Papua: Soal Mereka yang Terpisah Sementara dari Kampungnya

Penulis : Sandy Indra Pratama

Hukum

Sabtu, 11 September 2021

Editor : Sandy Indra Pratama

BETAHITA.ID -Ucapan perempuan itu terdengar lemah di ujung sambungan telepon seluler. Nafasnya menderu seolah menahan banyak beban. Lidahnya seolah kelu, tak banyak yang bisa diceritakan.

“Puluhan kilometer kini kami terpisah dari kampung tempat tinggal kami,” begitu kisah suara dari balik sambungan telepon. “Kami cuma bawa apa yang menempel di badan kami.”

Suara dari balik sambungan telepon itu milik Agnes Faan.

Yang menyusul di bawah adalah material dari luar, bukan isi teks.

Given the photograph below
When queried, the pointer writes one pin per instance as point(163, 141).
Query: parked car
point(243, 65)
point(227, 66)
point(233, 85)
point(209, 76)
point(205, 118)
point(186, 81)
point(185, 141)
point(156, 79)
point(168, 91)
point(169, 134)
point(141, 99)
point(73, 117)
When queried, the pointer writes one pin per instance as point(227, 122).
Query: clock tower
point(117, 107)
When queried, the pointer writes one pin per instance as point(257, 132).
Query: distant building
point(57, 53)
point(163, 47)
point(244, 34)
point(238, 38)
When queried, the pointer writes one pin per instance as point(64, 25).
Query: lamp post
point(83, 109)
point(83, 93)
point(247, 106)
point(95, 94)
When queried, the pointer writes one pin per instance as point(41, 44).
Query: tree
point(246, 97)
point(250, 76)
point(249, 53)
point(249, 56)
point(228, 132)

Ia adalah Kepala Kampung Tahsimara yang sementara terpisah dari rumahnya dan kini masih hidup dalam pengungsian. “Saya sudah sekitar satu pekan lebih meninggalkan kampung,” ujarnya saat diwawancarai betahita.

Bersama Agnes, turut serta 73 orang warga Kampung Tahsimara, Distrik Aifat Selatan, Kabupaten Maybrat Papua Barat. Para warga kini berjejal menumpang di empat rumah kosong di Kampung Mowes, Distrik Aifat Utara. “Beruntung warga di sini menerima kami sebagai saudaranya yang butuh pertolongan,” ujar Agnes.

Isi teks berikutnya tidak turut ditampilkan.